Mapping susceptibility loci in attention deficit hyperactivity disorder: preferential transmission of parental alleles at DAT1, DBH and DRD5 to affected children

Abstract

Attention deficit hyperactivity disorder (ADHD) is a common disorder of childhood characterized by inattention, excessive motor activity, impulsivity, and distractibility. It is associated with serious disability in children, adolescents and adults.¹ The etiology of the disorder is unknown, but it has a strong genetic component.
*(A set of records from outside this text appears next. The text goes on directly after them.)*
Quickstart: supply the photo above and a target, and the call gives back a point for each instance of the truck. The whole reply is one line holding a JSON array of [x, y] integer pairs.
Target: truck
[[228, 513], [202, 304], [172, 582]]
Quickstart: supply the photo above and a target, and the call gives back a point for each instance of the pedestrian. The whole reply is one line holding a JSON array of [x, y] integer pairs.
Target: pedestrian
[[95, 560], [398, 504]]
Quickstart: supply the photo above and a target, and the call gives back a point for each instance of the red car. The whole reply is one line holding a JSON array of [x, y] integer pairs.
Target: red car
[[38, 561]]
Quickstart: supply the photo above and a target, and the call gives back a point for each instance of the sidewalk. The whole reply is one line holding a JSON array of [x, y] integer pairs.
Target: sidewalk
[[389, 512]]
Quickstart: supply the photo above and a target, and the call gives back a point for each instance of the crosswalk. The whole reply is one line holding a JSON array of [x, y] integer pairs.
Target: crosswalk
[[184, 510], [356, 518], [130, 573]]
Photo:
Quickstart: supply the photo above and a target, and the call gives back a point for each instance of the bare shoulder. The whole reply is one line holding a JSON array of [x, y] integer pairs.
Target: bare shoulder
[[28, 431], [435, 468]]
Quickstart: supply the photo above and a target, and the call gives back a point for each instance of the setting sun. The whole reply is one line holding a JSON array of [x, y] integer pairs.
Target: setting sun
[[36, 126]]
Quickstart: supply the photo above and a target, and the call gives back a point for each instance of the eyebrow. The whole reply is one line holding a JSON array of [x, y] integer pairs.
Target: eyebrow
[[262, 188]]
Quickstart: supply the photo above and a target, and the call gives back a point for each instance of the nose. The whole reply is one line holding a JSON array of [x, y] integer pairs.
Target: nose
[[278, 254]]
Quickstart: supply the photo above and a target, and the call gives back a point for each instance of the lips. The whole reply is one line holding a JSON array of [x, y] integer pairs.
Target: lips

Pharmacological and biochemical studies have suggested that dopaminergic and noradrenergic systems are involved.² Using a sample of affected children and their parents we have found preferential transmission of alleles at polymorphisms at the dopamine transporter (DAT1), RR = 1.2 (1.05–1.37), P = 0.006, re-confirming and extending our previous findings for DAT1³ (new sample one-tailed P = 0.039); dopamine-β-hydroxylase (DBH), RR = 1.31 (1.09–1.56), P = 0.0027; and the dopamine D5 receptor (DRD5), RR = 1.67 (1.29–2.15), P = 0.00005. Transmission of the ‘associated’ alleles at DAT1 and DBH is stronger in familial cases, RR_DAT1 = 1.29 (1.04–1.59), RR_DBH = 1.49 (1.10–2.00), but for DRD5, transmission is stronger in non-familial cases, RR = 1.59 (1.05–2.42). TDT analysis of complete trios supports the HHRR analysis, with P < 0.05, for dat1 P < 0.005 and dbh and P < 0.01 for drd5. attributable fractions for dat1, dbh and drd5 are calculated at 0.08, 0.12 and 0.20 respectively.